Data sovereignty is a relatively easy thing to deal with if you are offshoring within the European Economic Area (EEA) or to Canada, New Zealand or Switzerland, all of which have an ‘adequacy decision’ in place with the European Commission; they are all deemed compliant with EU data protection regulations.
Offshoring to the US is way more complicated though, even if the cloud provider has signed up to the EU and US agreement known as Privacy Shield which replaced the highly controversial Safe Harbor principle that was eventually declared invalid by the European Court of Justice.

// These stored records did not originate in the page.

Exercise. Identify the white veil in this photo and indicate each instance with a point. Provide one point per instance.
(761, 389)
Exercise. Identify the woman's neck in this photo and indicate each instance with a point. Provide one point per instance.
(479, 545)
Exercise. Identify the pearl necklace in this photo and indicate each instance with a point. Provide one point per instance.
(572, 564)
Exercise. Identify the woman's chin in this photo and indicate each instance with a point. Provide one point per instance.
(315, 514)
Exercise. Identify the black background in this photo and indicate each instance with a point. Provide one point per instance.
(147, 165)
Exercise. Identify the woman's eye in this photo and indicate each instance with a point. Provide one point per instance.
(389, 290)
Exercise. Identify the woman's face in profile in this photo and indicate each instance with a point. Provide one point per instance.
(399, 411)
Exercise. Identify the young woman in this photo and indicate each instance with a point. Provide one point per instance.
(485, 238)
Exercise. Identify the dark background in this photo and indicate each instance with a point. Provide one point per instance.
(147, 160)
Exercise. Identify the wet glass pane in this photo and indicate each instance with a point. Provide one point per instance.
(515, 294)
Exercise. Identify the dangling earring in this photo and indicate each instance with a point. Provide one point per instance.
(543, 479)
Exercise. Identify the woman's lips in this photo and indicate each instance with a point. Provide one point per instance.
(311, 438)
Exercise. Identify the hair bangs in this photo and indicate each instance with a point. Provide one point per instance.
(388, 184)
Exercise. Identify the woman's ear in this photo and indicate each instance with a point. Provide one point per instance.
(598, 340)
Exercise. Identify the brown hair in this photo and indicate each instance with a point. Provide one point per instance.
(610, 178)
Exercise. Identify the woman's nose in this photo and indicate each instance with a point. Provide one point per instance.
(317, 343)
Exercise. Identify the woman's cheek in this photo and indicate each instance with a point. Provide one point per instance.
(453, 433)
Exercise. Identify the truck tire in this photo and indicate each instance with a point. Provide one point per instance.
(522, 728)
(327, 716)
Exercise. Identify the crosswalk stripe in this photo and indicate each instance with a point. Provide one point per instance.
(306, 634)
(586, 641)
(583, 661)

That President Trump signed an Executive Order in January that specifically excludes non-US citizens from US agency privacy policies regarding personally identifiable information doesn’t exactly add clarity or confidence to the situation.
Problem with off-shore cloud services
Many would argue that the lack of prudent legislation concerning privacy protection within the US, especially with regards to intelligence agency and law enforcement access, leave data stored there open to legal challenge, Privacy Shield or not.
Surely anything that has the potential to impact upon confidentiality of patient data, including access to data for surveillance purposes, must be questioned?
Let’s not forget that the Privacy Shield agreement allows for companies to self-certify, and the EU’s data protection agencies have as recently as December expressed significant concern about the system as it stands.
As a patient I have no problems with my data being held in the cloud, but this push to off-shored cloud services worries me.
Geo-fencing your data is a good start, and advisable for any organisation considering putting confidential data into the cloud.
I feel that NHS data should be kept within the UK whatever the NHS Digital guidance says. After all, knowing where your data is physically stored is one thing, but knowing who has access to it (off-shored tech support staff for example) and what jurisdictions apply (a non-UK parent company can add jurisdictional complexity) another entirely.
The Ministry of Defence isn’t allowing cloud data to be stored outside the UK, so why is it ok for NHS patient data?